Republican judicial candidates band together for 2022 slate

The six Republican candidates working as a slate in the 2022 judicial elections.

RALEIGH — Six Republicans are seeking to replicate a successful strategy used by the party’s judicial candidates in 2020.

Two seats on the N.C. Supreme Court and four on the N.C. Court of Appeals will be on the ballot in the state’s 2022 elections with majority control up for grabs on each court.

Current Court of Appeals Judge Richard Dietz and N.C. Administrative Office of the Courts general counsel Trey Allen are teaming up for the two Supreme Court contests.

Dietz, a Pennsylvania native, was a partner at Kilpatrick Townsend & Stockton LLP before his election in 2014 to the Court of Appeals. Dietz graduated first in his class from Wake Forest University School of Law and served as research editor of the Wake Forest Law Review. He also earned a master’s degree in judicial studies from Duke University School of Law.

Allen, a Robeson County native, obtained a bachelor’s degree from UNC Pembroke and a law degree from UNC Chapel Hill. He began his legal career as a judge advocate in the United States Marine Corps and his military service included a deployment to Iraq during Operation Iraqi Freedom. After being honorably discharged, Allen completed a clerkship with Justice Paul Newby and later joined the faculty at UNC Chapel Hill. He was appointed general counsel for the N.C. Administrative Office of the Courts earlier this year.

While at the School of Government, Allen argued that municipalities lacked statutory authority to impose civil fines for violations of Gov. Roy Cooper’s executive orders.

Another candidate, however, has already announced she would also run for the Republican nomination for one of the seats.

Court of Appeals Judge April Wood, who was elected in November 2020, announced at two regional Republican party meetings on April 24 that she would run for the Supreme Court as well — setting up at least one prospective primary campaign.

Wood said in remarks and on Facebook that she wanted to run for the Supreme Court in 2020 but ultimately chose to run for Court of Appeals, and was “definitely running” this cycle for the high court after two years on the appellate court.

Court of Appeals incumbents Chief Judge Donna Stroud and John Tyson are seeking re-election and will be joined by Michael Stading and Julee Flood.

Stroud, a Kinston native, earned her Juris Doctor cum laude from the Campbell University School of Law in 1988 and ranked first in class for each year of law school. She has served on the Court of Appeals since 2006 and was appointed chief judge earlier this year.

Tyson, a Cumberland County native, has served for nearly 20 years on the Court of Appeals and was most recently elected in 2014.
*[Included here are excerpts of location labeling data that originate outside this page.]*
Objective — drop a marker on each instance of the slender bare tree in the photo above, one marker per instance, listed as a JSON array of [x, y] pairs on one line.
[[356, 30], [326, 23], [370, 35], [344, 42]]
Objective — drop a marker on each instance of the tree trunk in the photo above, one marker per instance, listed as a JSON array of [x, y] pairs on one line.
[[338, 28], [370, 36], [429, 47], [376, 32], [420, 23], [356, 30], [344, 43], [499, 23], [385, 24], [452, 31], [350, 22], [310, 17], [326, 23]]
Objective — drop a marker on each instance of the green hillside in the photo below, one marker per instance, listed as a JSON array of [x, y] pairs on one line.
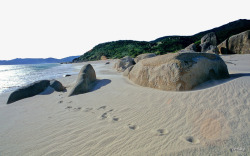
[[163, 45]]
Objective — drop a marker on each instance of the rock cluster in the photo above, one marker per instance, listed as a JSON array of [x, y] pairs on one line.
[[85, 80], [178, 71]]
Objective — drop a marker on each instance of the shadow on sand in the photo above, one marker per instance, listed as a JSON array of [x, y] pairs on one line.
[[49, 91], [100, 83], [213, 83]]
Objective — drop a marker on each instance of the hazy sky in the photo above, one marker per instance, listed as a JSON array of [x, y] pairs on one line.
[[60, 28]]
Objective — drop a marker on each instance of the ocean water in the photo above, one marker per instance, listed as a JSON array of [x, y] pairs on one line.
[[15, 76]]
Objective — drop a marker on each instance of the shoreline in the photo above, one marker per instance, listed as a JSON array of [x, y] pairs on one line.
[[121, 118]]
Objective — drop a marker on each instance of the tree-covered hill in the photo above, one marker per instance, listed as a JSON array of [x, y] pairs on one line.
[[163, 45]]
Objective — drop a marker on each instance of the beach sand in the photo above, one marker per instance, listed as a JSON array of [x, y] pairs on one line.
[[120, 118]]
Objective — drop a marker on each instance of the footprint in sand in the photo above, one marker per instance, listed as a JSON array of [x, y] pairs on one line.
[[162, 132], [133, 127], [68, 107], [115, 118], [88, 109], [77, 109], [190, 139], [106, 114]]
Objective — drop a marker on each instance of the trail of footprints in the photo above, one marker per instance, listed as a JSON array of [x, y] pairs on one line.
[[108, 114]]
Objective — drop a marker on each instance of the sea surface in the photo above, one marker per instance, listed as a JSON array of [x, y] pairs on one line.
[[14, 76]]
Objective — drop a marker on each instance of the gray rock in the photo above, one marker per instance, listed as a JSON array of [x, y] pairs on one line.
[[213, 50], [127, 71], [237, 44], [122, 64], [208, 40], [191, 47], [144, 56], [57, 86], [28, 91], [85, 80], [67, 75], [178, 71]]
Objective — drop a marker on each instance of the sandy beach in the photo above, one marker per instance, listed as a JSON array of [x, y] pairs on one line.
[[121, 118]]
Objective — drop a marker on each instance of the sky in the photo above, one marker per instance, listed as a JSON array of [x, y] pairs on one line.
[[61, 28]]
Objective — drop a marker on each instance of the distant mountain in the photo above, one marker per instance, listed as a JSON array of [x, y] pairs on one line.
[[36, 60], [162, 45]]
Michael Stading, a District Court judge in Mecklenburg County, announced his candidacy in late January for the N.C. Court of Appeals. He was elected to the bench in 2018. He also serves as a JAG Officer in the U.S. Air Force, was sworn as a special assistant U.S. attorney, and formerly worked as an assistant district attorney in Mecklenburg County.
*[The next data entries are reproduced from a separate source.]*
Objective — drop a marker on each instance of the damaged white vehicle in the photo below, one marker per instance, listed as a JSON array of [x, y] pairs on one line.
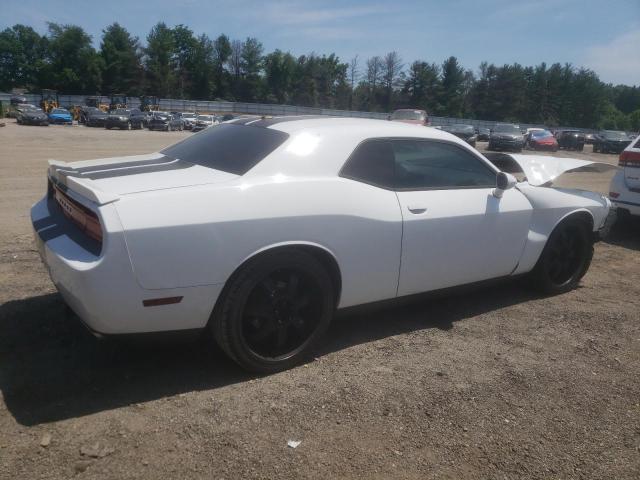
[[259, 229]]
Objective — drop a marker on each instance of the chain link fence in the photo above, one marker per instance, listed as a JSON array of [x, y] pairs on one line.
[[177, 105]]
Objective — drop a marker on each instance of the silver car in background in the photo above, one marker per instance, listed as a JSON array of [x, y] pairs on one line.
[[205, 121]]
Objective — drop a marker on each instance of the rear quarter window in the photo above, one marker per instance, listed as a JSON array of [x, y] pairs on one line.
[[230, 148]]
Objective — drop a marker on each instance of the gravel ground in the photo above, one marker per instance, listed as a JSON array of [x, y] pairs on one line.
[[494, 383]]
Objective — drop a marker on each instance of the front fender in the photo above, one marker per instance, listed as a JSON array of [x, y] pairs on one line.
[[550, 207]]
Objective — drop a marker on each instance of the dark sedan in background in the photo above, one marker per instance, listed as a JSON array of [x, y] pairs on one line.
[[31, 115], [541, 140], [124, 119], [465, 132], [165, 121], [610, 141], [570, 139], [506, 136], [94, 117], [483, 134]]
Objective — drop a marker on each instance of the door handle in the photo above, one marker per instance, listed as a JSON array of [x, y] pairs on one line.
[[416, 209]]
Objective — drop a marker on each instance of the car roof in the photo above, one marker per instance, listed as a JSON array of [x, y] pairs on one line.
[[320, 144]]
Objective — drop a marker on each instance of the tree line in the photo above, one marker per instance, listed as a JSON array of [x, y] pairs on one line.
[[174, 62]]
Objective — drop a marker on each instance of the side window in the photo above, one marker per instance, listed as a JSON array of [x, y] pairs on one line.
[[432, 165], [371, 162]]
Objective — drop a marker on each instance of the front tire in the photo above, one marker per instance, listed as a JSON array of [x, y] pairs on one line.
[[565, 259], [274, 310]]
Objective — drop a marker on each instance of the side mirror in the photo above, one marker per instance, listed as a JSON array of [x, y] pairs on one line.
[[504, 181]]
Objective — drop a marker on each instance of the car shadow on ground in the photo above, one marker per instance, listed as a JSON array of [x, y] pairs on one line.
[[625, 233], [52, 369]]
“Conservatives all over North Carolina are counting on a judge who will defend their values and freedoms on the Court of Appeals, and I will do exactly that. I couldn’t be more thankful for the support of so many North Carolina conservatives who have encouraged me to run so far,” said Stading.

Stading is a North Carolina native and attended UNC Chapel Hill. He earned his law degree from Campbell University and lives in Mint Hill.

Flood lives in Wake County and is a graduate of the University of Florida (BS, MS), the University of Maine (MPA), the University of New Hampshire (JD) and the University of Tennessee (PhD). She worked as a visiting fellow at Elon Law and has completed clerkships in federal and state appellate courts in Maine, New Hampshire, Tennessee and North Carolina.

Flood is also in-house counsel and advisor for a multi-state veterinary-services business she co-founded that employs approximately 50 people. She also works as an attorney at the Court of Appeals, with collective experience supporting nine judges and justices in federal and state appellate courts.